Toilet trauma.


I was working in a shop without access to a toilet today, and found myself busting for a tinkle. I foolishly thought it would be a good idea to lock the shop up and nip across the road to a pub to exploit their facilities.

CUT TO: me bounding in to the toilets and flinging open a cubicle door only to be physically bitch slapped around the chops by the most unholy god awful stench, and the sight of human faeces EVERYWHERE. Like, someone had literally been finger painting with shit and smeared it all over the floor, walls and toilet seat.

After staggering back like someone who’s been blown clear of an explosion, I quickly gather my senses and berate myself for leaving my phone back at the shop so I couldn’t take a photo. After dealing with that disappointment, I then weigh up my options and decide that I’m busting enough that I could just hold my breath and use the adjacent cubicle.

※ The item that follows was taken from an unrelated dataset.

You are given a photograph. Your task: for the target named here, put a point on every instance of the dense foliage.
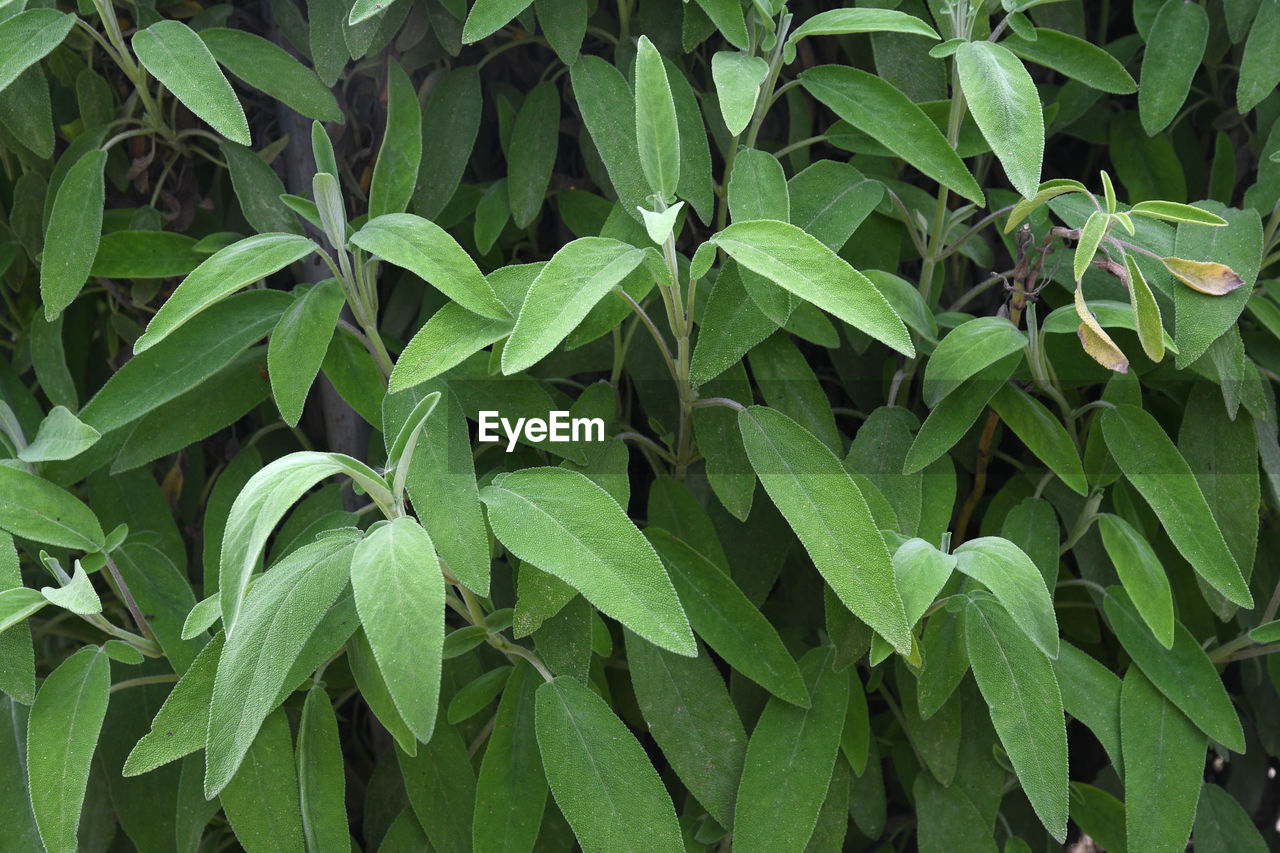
(890, 343)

CUT TO: me swinging the next door open as it slaps against a moist heap. I look down to see a crack addict unconscious on the floor. Fuck sake.

All chances of me being able to relieve myself have now sailed out of the window on a brown cloud of stank, so instead I clutch my fanny and wince down to the bar to inform someone of the atrocities that have taken place in their lavatory. After waiting a good couple of minutes for the bar lady to finish serving someone, I finally get her attention and begin my tale of horror and woe in hushed tones, only to find myself being physically elbowed out of the way mid-sentence by some Spaniard shouting, “Where metro?!”

To my utter devastation, the bar lady doesn’t eat this fool alive and tell him to wait his turn, instead she complies and gives the fucktard directions for a full on minute. By which point I’m furious. My fanny is splitting in two, my nasal cavity has been raped by a junkie’s river of foulness and now I’m being played for a chump by some rasclart tourist. So I hobble out, hollering at the bar lady over my shoulder as I go, letting her know that a hardcore scat porno has been filmed in her bogs, and knowing that the things I have seen can never be unseen… And I still need a slash.

The moral of the story is: you’re better off pissing your knickers than entering an establishment on Leicester Square.